While 2014 was a blockbuster year for mutual fund investors, 2015 is likely to end on a very sour note. In fact, investors have been pouring money into mutual funds this year, in the hopes of generating solid returns, but, they might end with negative returns by the end of the year.

Take a look at some of the large cap and multi cap mutual funds returns in 2015:
Name of Mutual Fund | Last 1 year returns |
| HDFC Equity | -5.20% |
| ICICI Focused Blue Chip | -1.35% |
| Axis Long Term | 5.00% |
| Reliance Equity Opportunities | -0.30% |
| SBI Blue Chip | 8.00% |
| Birla Sunlife Top 100 | -1.50% |
| UTI Mid Cap Fund | 6.00% |
| ICICI Pru Value Discovery | 8.10% |
There are a select few small and mid cap funds that have generated returns of even 12-15%. But the fund size is rather small. Most of the larger sized funds have not been able to generate good returns. In fact, at the same time last year, banks were offering deposit interest rates of near 9 per cent, which means you were better off there, if you compare one year returns.
Reasons for poor performance of mutual funds in 2015
One of the reasons for the poor performance of mutual funds is the fact that stock markets themselves have declined in the last one year as foreign portfolio investors have been pressing sales. From Sensex levels of near 27,502 points at the start of the year we are at 25,380 points.
Corporate performance has not picked up and foreign portfolio investors seem to be looking elsewhere for returns, especially in the light of a likelihood of interest rates rising in the US.

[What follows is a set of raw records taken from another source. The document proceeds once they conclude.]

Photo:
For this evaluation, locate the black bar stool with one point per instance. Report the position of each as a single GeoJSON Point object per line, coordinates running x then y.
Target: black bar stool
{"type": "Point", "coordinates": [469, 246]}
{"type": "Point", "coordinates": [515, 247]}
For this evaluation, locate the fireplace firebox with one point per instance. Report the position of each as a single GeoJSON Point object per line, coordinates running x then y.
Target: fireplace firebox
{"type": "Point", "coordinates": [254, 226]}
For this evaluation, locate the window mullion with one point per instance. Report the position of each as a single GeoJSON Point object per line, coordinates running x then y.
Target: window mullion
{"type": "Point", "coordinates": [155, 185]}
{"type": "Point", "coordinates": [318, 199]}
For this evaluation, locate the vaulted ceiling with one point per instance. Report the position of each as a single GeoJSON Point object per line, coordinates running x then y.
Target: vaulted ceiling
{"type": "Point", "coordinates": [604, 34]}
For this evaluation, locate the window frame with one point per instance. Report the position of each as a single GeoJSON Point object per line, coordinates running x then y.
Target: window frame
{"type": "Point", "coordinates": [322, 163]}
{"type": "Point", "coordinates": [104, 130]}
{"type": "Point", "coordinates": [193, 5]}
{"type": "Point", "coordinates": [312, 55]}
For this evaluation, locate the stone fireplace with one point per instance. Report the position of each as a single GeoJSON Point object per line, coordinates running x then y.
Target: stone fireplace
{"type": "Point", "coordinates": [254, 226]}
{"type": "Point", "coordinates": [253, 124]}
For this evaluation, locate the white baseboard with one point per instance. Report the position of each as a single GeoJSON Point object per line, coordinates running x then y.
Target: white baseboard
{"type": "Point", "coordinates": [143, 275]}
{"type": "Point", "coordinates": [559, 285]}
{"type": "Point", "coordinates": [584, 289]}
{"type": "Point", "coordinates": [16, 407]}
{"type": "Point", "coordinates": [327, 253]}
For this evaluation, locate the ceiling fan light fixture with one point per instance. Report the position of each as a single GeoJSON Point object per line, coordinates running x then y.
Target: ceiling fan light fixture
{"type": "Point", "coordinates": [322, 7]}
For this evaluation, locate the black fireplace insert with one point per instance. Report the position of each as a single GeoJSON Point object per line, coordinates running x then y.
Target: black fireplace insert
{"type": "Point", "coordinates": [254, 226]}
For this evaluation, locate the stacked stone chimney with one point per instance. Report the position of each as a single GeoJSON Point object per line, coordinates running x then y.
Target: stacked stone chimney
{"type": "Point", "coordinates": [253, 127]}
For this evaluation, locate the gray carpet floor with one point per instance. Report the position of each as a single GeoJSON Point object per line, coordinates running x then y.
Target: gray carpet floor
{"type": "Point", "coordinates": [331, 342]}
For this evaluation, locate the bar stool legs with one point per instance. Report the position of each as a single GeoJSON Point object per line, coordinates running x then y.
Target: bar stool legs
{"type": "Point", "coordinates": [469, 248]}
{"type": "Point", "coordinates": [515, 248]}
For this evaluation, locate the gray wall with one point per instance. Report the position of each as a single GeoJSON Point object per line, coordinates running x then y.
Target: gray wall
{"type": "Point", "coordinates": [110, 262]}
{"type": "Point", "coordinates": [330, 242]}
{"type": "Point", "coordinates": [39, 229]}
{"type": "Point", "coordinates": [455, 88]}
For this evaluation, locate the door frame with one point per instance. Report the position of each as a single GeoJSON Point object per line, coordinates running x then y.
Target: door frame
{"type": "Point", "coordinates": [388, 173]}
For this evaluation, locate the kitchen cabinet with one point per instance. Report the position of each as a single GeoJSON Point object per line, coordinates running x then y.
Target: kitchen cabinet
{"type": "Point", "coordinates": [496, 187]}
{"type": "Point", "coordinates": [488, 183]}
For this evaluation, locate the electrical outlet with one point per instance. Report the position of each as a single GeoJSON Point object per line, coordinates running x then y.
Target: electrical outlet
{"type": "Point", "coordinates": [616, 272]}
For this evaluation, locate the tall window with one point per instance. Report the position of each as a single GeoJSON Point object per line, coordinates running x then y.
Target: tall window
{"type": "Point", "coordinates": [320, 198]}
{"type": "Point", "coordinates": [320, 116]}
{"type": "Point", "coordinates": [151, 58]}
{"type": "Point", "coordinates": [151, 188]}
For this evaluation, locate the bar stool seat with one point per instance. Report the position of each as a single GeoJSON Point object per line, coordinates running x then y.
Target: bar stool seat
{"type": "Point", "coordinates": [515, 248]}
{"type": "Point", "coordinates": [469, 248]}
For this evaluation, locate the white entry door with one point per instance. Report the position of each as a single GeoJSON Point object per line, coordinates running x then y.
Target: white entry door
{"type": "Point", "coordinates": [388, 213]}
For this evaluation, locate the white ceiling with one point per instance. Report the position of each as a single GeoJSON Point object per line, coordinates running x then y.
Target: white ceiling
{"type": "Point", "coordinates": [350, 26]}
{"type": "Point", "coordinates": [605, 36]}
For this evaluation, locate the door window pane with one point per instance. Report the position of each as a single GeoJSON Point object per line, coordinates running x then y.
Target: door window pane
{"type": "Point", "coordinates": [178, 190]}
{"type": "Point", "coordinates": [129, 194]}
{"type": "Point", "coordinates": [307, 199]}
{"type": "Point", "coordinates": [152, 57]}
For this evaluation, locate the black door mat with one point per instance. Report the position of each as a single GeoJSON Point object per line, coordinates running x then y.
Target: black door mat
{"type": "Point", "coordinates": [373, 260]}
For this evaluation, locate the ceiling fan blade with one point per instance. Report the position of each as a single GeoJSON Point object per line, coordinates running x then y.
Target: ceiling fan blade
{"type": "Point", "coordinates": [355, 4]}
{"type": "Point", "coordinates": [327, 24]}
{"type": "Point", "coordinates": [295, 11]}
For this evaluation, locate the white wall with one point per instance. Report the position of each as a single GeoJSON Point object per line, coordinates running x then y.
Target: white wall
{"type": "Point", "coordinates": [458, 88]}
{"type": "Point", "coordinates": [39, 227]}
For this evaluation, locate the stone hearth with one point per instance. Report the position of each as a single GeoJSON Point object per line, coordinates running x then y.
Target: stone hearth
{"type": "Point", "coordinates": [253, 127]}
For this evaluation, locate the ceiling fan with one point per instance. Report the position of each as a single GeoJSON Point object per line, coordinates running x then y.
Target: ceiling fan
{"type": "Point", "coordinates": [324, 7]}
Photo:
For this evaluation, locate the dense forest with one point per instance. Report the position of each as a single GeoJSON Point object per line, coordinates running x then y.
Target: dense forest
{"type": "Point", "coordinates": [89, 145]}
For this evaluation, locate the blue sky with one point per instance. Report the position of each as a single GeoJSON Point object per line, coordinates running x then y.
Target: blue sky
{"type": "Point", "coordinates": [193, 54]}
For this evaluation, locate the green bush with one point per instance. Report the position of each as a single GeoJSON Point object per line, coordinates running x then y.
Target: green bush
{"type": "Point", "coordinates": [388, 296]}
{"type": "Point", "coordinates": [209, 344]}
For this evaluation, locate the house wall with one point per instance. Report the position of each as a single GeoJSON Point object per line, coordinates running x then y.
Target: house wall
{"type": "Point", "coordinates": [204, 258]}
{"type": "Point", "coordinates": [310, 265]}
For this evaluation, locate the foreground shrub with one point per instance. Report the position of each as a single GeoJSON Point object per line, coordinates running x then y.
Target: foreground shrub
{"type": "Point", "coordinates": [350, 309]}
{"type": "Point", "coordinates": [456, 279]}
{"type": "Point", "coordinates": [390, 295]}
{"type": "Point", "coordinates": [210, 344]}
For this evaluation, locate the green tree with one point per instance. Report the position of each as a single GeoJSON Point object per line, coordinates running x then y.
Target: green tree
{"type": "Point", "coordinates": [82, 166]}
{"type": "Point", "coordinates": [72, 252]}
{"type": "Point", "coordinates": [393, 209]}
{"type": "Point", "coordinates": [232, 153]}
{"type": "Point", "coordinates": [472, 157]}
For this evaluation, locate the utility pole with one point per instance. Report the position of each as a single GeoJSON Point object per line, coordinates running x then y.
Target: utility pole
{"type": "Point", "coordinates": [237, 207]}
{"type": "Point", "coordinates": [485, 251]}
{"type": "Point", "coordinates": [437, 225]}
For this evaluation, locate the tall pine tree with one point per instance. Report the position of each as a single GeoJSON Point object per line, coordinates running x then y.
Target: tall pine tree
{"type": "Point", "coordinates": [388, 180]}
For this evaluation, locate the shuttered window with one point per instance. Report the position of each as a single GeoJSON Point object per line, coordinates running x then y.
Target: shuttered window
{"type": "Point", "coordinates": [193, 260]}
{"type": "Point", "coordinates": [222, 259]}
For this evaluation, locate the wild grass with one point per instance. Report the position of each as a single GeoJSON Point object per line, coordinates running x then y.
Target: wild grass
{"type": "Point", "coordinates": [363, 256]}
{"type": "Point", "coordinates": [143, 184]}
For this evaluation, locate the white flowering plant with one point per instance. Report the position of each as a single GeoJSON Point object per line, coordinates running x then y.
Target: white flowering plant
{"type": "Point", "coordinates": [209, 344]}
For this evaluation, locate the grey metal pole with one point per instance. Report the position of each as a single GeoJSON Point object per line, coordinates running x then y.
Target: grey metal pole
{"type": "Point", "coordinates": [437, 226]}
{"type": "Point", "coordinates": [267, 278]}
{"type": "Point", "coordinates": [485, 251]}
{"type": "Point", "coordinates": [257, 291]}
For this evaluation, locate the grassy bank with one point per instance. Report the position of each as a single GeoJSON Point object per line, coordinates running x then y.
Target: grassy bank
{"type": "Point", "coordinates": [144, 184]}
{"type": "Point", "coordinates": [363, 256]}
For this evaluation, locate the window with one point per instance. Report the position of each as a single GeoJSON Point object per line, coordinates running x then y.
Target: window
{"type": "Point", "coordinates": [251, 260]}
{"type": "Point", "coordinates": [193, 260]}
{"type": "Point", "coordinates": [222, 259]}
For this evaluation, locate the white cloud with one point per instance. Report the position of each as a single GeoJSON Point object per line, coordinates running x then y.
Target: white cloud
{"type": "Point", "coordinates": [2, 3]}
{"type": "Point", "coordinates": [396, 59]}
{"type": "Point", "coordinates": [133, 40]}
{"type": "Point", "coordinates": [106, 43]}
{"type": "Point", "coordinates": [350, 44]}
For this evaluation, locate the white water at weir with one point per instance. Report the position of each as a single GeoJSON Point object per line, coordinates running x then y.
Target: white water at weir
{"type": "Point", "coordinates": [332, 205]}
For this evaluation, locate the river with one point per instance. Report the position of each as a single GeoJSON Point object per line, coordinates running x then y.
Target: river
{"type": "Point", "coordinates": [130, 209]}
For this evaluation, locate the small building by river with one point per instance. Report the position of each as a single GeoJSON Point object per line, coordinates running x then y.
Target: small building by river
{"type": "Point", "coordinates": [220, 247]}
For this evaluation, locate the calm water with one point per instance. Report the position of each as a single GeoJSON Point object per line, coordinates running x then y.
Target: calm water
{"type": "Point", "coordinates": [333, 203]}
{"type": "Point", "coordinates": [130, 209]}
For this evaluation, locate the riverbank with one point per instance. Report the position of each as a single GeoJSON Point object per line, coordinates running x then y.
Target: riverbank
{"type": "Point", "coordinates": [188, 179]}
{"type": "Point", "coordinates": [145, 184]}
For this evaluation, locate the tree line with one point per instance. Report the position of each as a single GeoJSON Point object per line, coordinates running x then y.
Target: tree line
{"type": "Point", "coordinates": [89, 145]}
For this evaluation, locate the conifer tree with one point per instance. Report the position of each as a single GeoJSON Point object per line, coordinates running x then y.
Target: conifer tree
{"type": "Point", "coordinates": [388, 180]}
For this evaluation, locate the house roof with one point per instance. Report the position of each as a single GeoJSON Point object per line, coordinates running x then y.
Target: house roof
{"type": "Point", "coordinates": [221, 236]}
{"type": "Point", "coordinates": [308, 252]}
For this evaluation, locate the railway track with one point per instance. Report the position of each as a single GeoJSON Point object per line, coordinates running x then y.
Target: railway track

This has led to poor performance by mutual funds this year. Mutual funds had heavily invested in banking stocks like ICICI Bank and State Bank of India, which have seen their share prices falling sharply.
Would investment in mutual fund generate returns in 2016?
It's possible to tone down expectations of returns from mutual funds in 2016. If you are looking at solid returns of above 20 per cent, which you received in 2014, it is unlikely. One can tone down expectations and believe that returns of around 10 per cent would be more realistic from hereon.
The one reason is that we may not see robust inflows from foreign portfolio investors next year, given the fact that interest rate hikes in the US may continue. The second reason is that earnings may take time to recover and we would see an earnings re-rating only in 2016-17.
Thus, from a 2-year perspective mutual funds would be a good pick at the current levels.